Estudos anteriores haviam mostrado que cerca de 6.000 anos atrás, provavelmente antes de o milheto ser domesticado, um clima úmido criou uma rede de lagos na região, produzindo abundantes alimentos silvestres. Conforme o clima secou e aqueles lagos desapareceram, prevê Vigouroux, a população local começou a cultivar plantas.

E com o passar do tempo, pessoas e plantas mudaram para o sul, com plantas cultivadas cruzando-se intermitentemente com plantas selvagens. A mistura desacelerou a domesticação total, mas acrescentou variação genética ao milho. "Nossas descobertas enfatizaram a importância do fluxo gênico da cultura selvagem durante e após a domesticação da cultura", escreveram Vigouroux e seus colegas.

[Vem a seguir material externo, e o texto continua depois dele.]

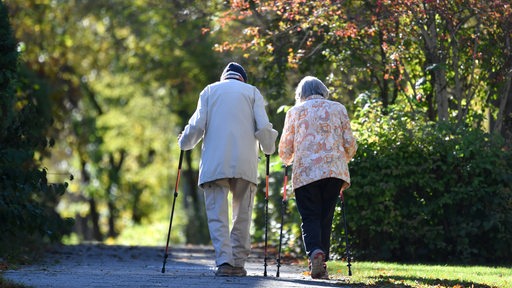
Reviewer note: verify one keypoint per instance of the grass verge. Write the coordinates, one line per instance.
(380, 274)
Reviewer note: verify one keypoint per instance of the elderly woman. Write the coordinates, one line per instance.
(318, 141)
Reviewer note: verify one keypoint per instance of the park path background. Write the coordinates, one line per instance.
(96, 265)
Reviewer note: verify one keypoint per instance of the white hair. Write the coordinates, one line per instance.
(310, 86)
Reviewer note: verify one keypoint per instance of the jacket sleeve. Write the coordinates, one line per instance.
(194, 131)
(349, 143)
(264, 133)
(286, 143)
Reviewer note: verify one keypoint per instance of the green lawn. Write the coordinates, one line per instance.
(380, 274)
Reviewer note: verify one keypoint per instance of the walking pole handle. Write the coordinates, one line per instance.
(285, 182)
(178, 175)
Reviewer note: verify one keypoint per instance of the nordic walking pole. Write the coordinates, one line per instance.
(346, 232)
(172, 210)
(266, 213)
(283, 211)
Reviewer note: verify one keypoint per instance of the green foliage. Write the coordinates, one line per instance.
(428, 192)
(27, 199)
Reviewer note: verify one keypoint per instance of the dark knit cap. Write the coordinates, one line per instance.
(234, 71)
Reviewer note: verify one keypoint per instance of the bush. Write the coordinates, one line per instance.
(27, 200)
(428, 192)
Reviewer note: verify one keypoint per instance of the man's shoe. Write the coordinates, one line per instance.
(240, 271)
(317, 264)
(226, 270)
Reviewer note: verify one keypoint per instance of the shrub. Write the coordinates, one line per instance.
(428, 192)
(27, 200)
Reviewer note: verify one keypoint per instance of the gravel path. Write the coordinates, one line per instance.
(94, 265)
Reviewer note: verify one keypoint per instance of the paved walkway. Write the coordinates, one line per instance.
(123, 266)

O arroz africano ( Oryza glaberrima ) é menos importante hoje do que as outras culturas tradicionais, tendo sido substituído principalmente pelo arroz asiático. Mas também teve início na África Ocidental. No ano passado, na revista Current Biology , Vigouroux e seus colegas analisaram 163 variedades do arroz africano domesticado e 83 amostras de arroz selvagem coletadas no oeste e no leste da África. A análise mostrou que as espécies cultivadas têm cerca de metade da diversidade genética das espécies selvagens e que surgiu de parentes selvagens no norte do Mali. Eles também descobriram que algumas das mesmas mudanças genéticas fundamentais para domar o arroz asiático, como uma deleção de um gene que fez a planta ficar mais ereta, também tiveram um papel na domesticação do arroz africano.

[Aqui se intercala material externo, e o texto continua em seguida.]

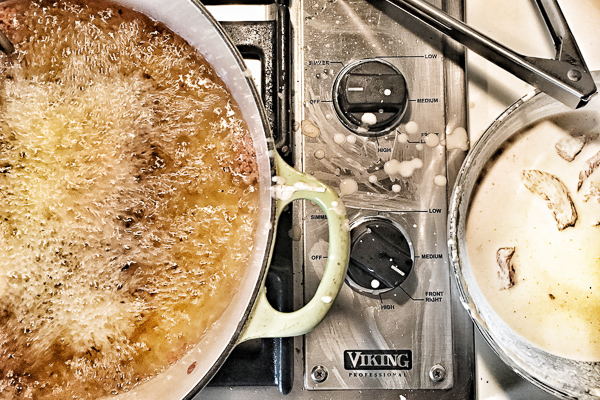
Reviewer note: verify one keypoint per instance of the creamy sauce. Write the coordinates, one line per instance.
(555, 302)
(128, 192)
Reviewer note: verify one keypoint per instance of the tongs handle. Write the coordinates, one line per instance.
(566, 78)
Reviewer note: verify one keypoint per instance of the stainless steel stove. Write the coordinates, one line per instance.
(374, 98)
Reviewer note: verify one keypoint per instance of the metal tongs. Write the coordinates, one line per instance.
(566, 77)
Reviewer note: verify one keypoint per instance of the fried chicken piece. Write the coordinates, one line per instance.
(506, 271)
(556, 195)
(590, 165)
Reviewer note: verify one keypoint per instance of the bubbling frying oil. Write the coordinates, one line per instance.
(128, 199)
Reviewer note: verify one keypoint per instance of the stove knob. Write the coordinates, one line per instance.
(370, 97)
(381, 255)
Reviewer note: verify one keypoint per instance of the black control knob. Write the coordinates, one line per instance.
(370, 97)
(381, 255)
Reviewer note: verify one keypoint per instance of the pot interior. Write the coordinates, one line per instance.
(496, 206)
(193, 23)
(189, 20)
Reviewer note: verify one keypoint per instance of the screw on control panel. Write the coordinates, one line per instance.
(437, 373)
(319, 374)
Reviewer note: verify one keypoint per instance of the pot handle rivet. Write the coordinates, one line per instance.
(437, 373)
(319, 374)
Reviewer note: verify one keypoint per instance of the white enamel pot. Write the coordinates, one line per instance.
(249, 315)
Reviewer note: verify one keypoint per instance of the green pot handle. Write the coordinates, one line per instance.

Outros pesquisadores rastrearam genes adicionais que ajudaram na domesticação do arroz africano. Na edição de março da PLOS Genetics , eles descreveram a evolução dos genes que tornam as sementes de arroz menos propensas a cair do caule. Essa história detalhada é mais fácil de reunir para o arroz africano do que para o asiático porque muitas populações selvagens ainda estão intactas, diz o geneticista evolucionista Michael Purugganan, da Universidade de Nova York na cidade de Nova York, que liderou o trabalho. Os estudos na África "podem nos dizer mais sobre a domesticação de plantações do que o que as pessoas aprenderam sobre outras plantações em outros lugares", acrescenta.

Enquanto Vigouroux se concentra no clima para explicar por que a agricultura surgiu nesta parte da África, o arqueólogo Sylvain Ozainne, da Universidade de Genebra, na Suíça, sugere que movimentos de pastores do Saara ajudaram a iniciar e espalhar uma cultura de cultivo, especialmente de milheto. “Mais do que uma resposta direta às mudanças climáticas abruptas, a expansão da agricultura africana pode ser melhor explicada por meio de um processo mais complexo, que envolve transformações socioeconômicas”, diz ele.

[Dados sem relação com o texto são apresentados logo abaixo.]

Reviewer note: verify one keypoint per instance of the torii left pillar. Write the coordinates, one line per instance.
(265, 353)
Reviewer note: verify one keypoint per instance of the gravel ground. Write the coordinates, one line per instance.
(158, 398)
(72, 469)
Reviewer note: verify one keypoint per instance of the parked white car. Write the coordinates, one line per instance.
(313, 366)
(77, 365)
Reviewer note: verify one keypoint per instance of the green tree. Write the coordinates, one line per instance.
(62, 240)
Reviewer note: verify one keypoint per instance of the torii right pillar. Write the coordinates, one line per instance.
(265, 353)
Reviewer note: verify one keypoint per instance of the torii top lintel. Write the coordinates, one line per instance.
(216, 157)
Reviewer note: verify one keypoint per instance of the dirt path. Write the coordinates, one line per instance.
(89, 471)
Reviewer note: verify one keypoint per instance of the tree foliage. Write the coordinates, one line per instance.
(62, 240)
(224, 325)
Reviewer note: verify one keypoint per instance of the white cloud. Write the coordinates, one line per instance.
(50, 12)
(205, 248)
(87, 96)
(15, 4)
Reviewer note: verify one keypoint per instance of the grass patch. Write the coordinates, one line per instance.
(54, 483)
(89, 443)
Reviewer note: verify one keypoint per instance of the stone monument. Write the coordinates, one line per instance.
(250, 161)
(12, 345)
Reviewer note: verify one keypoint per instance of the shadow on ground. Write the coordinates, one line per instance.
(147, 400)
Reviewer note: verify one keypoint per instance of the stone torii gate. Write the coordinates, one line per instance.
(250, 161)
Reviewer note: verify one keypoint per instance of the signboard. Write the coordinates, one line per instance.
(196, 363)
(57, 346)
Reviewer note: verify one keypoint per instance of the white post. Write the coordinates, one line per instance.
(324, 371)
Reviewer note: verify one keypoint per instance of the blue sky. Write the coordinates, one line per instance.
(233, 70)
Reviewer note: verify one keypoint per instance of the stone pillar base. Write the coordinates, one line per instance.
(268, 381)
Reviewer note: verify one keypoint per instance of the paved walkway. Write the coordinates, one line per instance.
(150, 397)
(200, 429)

Na África, como em outros lugares, a domesticação das plantações foi um processo longo e demorado . Aconteceu também fora da bacia do rio Níger. O sorgo provavelmente foi domesticado na África Oriental. No mês passado, a Nature Plants publicou uma análise genética de amostras de sorgo selvagem e domesticado escavadas em um sítio arqueológico no Egito que se estende por vários milhares de anos. Ele mostrou que os primeiros agricultores cruzaram deliberadamente esta cultura - agora a sexta mais cultivada no mundo - com parentes selvagens e com animais domésticos de outros lugares, ou cultivaram variedades que cruzaram naturalmente.

Toda essa troca genética acabou ajudando a melhorar a safra final, diz Emuobosa Akpo Orijemie, arqueobotânica da Universidade de Ibadan, na Nigéria. As novas descobertas, acrescenta ele, "falam sobre como nossos ancestrais eram inteligentes em termos de seleção e manejo de safras para uma variedade de usos".